We all get excited about beginning a new work. And rightly so. But, are we directed by God in that work? Have we commended that work to God for His guidance in its execution? Do we begin, then to lose interest and let it fall dormant? Do the cares of the world, our self will, the tempter, all seek to snatch these good deeds away from us? These verses ring with the truth of the parable of the sower. Sadly, all too often our good work is not brought to completion; and far less often to perfection.
The keys to bringing the works we do to perfect completion are earnest prayer and stability. The promises of chapter 58 will be foreshadowed here. With stability, the pilgrim Christian will have God’s grace to persevere. But only if he or she has made the effort to bathe that good beginning in earnest, insistent prayer. For, “every good and perfect gift is from above” (James 1:17). And with stability we also promise fidelity. We need each other. We need fellowship. We need commitment to live disciplined spiritual lives in fidelity to the Gospel and to the Rule. It is very unlikely that we will bear permanent and perfected fruit if we labor on our own. The third promise, obedience, was touched on in yesterday’s meditation and is a solidly recurring theme throughout the Rule. I might think that I know what needs to be done, but without God’s guidance and submission to His will I will follow my own conscience and reason, and that often leads down dark paths of greed and pride. God knows what the goal of these works need be, and His desire is that we accomplish them for the good of the Kingdom. Are we going to obediently follow His will and see it through to perfection in Christ?

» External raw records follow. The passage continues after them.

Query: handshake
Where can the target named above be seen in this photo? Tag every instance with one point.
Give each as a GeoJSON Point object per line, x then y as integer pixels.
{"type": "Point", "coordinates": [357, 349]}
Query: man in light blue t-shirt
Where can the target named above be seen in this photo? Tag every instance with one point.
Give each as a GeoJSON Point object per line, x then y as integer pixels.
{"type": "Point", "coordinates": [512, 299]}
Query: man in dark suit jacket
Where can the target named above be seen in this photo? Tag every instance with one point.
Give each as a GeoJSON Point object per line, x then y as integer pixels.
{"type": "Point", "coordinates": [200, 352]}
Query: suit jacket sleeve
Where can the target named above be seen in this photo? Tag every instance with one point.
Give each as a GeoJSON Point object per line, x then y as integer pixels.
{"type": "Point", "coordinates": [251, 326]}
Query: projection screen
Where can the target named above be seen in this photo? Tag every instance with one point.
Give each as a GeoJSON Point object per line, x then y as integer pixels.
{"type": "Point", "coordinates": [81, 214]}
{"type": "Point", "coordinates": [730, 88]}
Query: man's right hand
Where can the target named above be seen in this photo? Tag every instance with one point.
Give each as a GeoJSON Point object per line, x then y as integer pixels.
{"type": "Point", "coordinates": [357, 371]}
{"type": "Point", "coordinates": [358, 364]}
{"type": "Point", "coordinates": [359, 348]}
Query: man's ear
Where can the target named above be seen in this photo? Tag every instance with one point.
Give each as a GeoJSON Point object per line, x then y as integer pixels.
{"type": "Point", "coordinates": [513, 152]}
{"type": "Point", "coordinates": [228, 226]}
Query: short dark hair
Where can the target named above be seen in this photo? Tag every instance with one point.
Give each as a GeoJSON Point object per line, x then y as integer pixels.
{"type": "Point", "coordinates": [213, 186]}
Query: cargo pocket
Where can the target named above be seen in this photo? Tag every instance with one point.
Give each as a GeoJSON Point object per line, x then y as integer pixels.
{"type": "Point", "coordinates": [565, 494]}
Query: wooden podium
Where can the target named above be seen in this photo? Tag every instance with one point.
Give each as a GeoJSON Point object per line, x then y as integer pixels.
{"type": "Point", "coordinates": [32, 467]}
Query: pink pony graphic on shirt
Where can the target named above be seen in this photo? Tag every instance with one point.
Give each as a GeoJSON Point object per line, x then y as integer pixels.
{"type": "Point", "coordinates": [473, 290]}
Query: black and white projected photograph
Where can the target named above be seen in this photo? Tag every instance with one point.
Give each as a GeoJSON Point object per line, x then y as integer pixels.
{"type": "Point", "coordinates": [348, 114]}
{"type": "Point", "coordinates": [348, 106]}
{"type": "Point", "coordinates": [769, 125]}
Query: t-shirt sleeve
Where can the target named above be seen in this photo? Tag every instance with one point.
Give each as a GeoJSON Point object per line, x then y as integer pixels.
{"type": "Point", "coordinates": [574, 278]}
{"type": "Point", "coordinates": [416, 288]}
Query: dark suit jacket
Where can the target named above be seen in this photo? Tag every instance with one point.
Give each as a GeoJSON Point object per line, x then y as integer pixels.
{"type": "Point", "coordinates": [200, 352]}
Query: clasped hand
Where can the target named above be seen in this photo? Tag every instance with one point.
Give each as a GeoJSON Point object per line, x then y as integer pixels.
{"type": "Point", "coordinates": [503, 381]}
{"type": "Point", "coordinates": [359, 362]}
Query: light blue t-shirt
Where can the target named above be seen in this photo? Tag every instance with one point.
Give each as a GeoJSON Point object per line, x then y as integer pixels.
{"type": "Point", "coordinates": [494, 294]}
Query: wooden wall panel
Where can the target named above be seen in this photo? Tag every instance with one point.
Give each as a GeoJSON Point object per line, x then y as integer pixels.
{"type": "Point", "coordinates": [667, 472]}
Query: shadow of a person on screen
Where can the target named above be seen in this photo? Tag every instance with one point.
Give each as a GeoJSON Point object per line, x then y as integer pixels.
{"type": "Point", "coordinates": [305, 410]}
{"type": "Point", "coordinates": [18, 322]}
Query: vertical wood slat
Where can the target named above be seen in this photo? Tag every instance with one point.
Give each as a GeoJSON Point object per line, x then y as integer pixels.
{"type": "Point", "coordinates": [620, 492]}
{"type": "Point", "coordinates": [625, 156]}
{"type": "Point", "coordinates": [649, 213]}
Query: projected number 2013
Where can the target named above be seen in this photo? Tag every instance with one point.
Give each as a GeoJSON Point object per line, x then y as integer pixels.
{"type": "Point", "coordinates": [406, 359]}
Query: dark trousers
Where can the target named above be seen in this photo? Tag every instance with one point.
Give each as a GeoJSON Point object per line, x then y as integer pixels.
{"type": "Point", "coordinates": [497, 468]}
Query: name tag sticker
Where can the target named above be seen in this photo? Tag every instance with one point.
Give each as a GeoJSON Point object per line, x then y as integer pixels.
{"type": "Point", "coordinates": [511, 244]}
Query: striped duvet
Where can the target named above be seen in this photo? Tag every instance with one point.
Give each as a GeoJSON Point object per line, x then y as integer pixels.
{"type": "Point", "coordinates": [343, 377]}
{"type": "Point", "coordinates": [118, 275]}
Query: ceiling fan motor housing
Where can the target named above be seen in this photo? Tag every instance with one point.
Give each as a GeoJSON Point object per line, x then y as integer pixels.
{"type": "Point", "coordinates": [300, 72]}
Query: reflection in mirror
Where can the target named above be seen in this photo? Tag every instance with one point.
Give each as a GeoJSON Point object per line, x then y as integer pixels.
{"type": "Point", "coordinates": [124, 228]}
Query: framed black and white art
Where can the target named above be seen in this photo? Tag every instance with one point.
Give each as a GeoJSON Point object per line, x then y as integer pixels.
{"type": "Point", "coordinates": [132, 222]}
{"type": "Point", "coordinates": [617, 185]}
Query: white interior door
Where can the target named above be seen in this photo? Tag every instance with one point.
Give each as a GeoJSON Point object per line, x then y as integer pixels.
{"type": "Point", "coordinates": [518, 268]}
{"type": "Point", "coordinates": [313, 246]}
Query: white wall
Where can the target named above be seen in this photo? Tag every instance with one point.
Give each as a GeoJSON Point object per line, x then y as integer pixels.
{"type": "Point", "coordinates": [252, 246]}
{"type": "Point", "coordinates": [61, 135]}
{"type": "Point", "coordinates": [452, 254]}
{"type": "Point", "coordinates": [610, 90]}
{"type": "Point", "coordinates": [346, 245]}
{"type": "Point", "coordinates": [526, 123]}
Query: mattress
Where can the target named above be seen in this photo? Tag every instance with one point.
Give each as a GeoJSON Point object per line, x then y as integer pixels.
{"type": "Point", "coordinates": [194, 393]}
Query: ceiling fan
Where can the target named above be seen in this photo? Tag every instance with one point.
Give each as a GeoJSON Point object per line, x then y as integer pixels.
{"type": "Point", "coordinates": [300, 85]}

There are also some seemingly harsh words in these few verses. For example, Benedict warns that we need to be obedient lest God “like an angry father, disinherit his children,” or “like a dread lord, enraged by our evil deeds, hand us over to everlasting punishment.” Some of St. Benedict’s phraseology, disciplines, and practices strike our ear and our consciences as outdated and somewhat loathsome. The idea of corporal punishment, excommunication, and as we see in the verses today, disinheritance and “everlasting punishment as most wicked servants,” all resonate as somewhat antiquated ideas to our modern Christian ear. Nevertheless, we cannot, like Thomas Jefferson did with the Holy Scriptures, cut out the uncomfortable passages and focus only on what seems pleasant to our fragile minds. We must listen to the word of the Rule, as we have been exhorted, as sons and daughters, with the ear of our heart. And like children of the King, we cannot at first blush always understand all that is being conveyed in these verses. We must walk with the Master and learn through obedient fulfillment of the discipline of the Rule. St. Benedict was writing the Rule in a different time and addressing a culture of an earlier age, and we need to understand that, not only Benedict, but also the culture of his day have something to teach us. Their experience can inform our own if we allow it to do so.

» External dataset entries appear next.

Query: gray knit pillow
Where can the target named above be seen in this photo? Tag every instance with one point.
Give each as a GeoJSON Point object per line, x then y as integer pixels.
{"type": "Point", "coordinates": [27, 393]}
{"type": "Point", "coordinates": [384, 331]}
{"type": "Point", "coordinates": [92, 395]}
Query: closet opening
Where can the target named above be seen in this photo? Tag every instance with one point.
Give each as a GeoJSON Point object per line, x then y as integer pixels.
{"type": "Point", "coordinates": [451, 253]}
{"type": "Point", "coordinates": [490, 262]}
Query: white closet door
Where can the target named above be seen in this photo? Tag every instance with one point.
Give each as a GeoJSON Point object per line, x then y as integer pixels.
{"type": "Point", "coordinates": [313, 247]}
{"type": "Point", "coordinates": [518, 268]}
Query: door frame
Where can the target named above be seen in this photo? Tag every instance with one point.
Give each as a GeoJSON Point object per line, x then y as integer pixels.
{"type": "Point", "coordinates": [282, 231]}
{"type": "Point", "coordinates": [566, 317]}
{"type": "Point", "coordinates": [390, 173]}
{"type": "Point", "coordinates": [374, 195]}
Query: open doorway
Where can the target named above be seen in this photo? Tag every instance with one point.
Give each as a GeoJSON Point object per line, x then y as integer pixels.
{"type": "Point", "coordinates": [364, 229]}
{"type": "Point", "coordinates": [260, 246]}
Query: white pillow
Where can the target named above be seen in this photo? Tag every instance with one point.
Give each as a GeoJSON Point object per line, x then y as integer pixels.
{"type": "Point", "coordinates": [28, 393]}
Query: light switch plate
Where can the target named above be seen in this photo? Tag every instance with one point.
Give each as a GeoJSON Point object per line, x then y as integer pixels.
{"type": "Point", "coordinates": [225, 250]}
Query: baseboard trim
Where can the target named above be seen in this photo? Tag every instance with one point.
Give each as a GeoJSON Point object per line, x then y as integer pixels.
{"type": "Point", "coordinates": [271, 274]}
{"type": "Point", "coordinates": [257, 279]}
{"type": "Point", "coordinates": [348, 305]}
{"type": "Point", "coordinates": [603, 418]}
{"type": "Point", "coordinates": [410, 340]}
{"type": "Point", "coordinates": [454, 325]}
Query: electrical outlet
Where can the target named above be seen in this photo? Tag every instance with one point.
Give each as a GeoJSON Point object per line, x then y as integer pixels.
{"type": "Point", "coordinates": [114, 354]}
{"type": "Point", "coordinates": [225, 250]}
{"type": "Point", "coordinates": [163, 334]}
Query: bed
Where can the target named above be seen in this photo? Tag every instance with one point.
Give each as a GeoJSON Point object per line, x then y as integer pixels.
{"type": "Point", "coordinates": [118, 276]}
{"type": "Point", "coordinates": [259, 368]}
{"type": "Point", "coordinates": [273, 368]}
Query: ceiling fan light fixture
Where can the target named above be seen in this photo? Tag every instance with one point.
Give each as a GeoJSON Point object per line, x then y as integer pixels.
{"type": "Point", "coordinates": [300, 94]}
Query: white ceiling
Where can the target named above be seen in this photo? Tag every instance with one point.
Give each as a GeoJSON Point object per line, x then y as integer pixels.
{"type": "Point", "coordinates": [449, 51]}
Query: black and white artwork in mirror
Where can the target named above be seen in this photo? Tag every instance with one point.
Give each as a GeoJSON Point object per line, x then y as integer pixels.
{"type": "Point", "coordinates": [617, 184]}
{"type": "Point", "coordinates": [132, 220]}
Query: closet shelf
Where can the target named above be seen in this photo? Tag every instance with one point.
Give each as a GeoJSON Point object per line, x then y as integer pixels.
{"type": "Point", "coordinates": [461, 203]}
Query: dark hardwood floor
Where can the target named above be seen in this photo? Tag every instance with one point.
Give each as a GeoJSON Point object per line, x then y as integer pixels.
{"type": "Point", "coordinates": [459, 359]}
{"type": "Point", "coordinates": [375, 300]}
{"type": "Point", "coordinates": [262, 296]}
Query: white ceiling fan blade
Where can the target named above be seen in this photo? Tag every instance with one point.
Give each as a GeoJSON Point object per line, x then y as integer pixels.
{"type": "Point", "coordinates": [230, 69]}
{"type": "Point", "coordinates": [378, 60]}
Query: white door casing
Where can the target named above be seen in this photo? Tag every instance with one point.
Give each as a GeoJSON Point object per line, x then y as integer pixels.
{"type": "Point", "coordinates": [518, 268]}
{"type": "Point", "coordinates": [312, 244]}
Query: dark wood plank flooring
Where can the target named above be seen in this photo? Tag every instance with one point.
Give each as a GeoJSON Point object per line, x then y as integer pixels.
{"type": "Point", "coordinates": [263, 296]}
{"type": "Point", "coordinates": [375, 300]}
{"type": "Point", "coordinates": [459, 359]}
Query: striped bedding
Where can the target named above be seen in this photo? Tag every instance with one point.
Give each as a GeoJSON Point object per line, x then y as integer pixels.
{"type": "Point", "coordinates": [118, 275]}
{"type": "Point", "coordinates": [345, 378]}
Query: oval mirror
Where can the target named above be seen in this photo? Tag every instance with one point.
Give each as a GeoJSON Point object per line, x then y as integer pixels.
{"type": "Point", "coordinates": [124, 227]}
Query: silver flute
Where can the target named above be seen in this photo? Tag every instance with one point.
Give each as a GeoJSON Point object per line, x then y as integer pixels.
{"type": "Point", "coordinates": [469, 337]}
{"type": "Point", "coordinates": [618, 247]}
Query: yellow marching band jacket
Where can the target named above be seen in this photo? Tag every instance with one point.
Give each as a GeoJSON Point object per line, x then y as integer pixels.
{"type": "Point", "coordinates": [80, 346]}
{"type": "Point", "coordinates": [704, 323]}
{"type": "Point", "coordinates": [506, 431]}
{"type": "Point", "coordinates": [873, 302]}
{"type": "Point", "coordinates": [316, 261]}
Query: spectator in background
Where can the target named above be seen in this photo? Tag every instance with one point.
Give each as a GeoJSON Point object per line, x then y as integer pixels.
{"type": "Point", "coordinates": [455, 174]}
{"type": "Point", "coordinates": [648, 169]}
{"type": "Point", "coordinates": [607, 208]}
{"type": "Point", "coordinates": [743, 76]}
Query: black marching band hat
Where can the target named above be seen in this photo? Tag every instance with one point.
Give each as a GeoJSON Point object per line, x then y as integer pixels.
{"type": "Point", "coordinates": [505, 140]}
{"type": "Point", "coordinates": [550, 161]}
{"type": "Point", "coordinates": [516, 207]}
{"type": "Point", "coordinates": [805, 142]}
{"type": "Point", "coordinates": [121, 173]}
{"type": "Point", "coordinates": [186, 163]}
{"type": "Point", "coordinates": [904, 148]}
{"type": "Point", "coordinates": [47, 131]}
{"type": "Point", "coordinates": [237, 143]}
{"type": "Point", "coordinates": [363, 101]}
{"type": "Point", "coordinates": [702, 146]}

We must not take any chapter or verse from the Rule out of the context of the whole. Our father Benedict sets the tone in the first verse of the Prologue when he addresses the reader as “My son.” We are not servants or slaves of a Rule and a lifestyle. Our work is a labor of love. St. Benedict is not striving in these early verses of the Prologue to instill fear, he is exhorting us, using the language of his day, to practice a sacred piety within the context of the ordinariness of daily life. It is an exhortation for us to experience the martyrdom of self will, that we may daily die to Christ. In so doing, we will find our works perfected and our lives renewed in Him.